The NOAA National Severe Storms Laboratory (NSSL) is a federal research laboratory under NOAA's Office of Oceanic and Atmospheric Research.
NSSL's research spans weather radar, tornadoes, flash floods, lightning, damaging winds, hail, and winter weather.
NSSL is located in the National Weather Center (NWC) in Norman, Oklahoma. The NWC houses a unique combination of University of Oklahoma, NOAA and state organizations that work together to improve understanding of weather.
NSSL has a strategic research partnership with CIMMS, the University of Oklahoma's Cooperative Institute for Mesoscale Meteorological Studies, one of NOAA's joint institutes.
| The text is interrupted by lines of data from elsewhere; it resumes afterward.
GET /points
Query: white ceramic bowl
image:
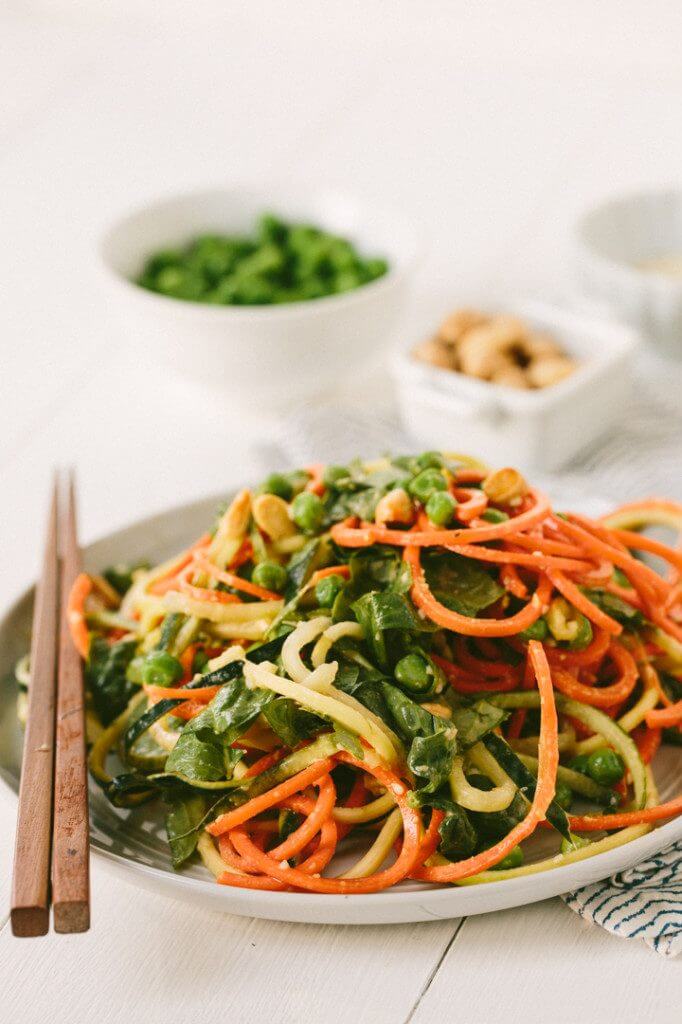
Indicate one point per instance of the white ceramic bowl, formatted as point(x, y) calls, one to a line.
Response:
point(540, 429)
point(612, 240)
point(266, 352)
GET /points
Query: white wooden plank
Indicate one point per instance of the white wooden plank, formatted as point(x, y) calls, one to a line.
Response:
point(543, 964)
point(154, 960)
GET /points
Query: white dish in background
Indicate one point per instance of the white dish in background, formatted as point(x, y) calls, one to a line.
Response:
point(613, 240)
point(133, 843)
point(536, 429)
point(270, 352)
CIMMS enables NSSL and university scientists to collaborate on research areas of mutual interest and facilitates the participation of students and visiting scientists.
What We Do
Mission: The National Severe Storms Laboratory serves to enhance NOAA's capabilities to provide accurate and timely forecasts and warnings of hazardous weather events. NSSL accomplishes this mission through research to advance the understanding of weather processes, research to improve forecasting and warning techniques, and development of operational applications. NSSL transfers new scientific understanding, techniques, and applications to the National Weather Service (NWS).
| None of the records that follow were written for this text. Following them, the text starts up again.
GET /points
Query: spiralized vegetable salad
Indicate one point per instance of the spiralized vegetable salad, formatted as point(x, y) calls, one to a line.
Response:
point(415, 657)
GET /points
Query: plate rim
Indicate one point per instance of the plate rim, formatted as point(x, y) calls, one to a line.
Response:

Radar research: NSSL is NOAA's primary radar laboratory and a world leader in ingenuity and creativity, pushing radar technology to the edge. From the original WSR-57 research project to Doppler radar, NEXRAD, and now dual-polarized and phased array radars, NSSL research has made radar one of the most valuable tools available to a forecaster.
Forecast research: NSSL researchers want to better understand when and where severe weather will occur, by studying thunderstorms through direct observation in the field or by making computer simulations. They apply this knowledge as they develop and enhance weather prediction models and techniques to support the NWS mission to provide weather and water forecasts for the U.S.
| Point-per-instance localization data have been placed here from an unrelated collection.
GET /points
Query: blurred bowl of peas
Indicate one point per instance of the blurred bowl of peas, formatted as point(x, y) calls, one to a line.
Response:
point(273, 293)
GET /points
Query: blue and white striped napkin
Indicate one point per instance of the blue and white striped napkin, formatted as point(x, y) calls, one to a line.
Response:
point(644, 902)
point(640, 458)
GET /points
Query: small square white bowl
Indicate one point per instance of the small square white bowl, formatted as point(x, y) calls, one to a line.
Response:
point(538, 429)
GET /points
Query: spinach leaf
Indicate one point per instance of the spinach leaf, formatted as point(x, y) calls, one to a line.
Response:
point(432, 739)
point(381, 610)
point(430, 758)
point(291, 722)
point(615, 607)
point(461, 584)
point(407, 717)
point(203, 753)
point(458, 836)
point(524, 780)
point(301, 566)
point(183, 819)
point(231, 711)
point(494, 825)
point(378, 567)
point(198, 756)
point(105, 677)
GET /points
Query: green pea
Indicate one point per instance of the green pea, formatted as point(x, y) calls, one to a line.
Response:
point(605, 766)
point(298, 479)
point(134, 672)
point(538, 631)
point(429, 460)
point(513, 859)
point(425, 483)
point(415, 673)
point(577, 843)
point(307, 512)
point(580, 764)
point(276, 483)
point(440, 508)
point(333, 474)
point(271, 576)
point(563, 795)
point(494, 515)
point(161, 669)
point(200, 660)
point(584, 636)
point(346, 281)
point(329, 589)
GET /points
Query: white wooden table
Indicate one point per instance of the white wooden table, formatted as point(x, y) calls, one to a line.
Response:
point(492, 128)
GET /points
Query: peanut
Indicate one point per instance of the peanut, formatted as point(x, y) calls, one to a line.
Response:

Warning research: NSSL researchers work to develop new weather and water related applications and water resource management tools help NWS forecasters produce more accurate and timely warnings of flood events.
Why We Do It
Severe weather has touched every state in the U.S. Hurricanes, tornadoes, blizzards, wild fires, floods and droughts are very real threats to our property and our lives.
Why do we do what we do? Because:
- Weather is our passion.
- We know that changing demographics will place more people in the path of natural hazards.
- We have a responsibility to continue exploration and discovery in new areas to lay the foundation for services of the future.
- We have a responsibility to translate discoveries into tangible benefits that can impact society for generations to come.
- We have a responsibility to enable the nation and society to make informed decisions in the decades to come to prevent loss of human life.
We are grateful that our country values a strong research focus on hazardous weather forecasting to reduce human lives lost and minimize financial burdens.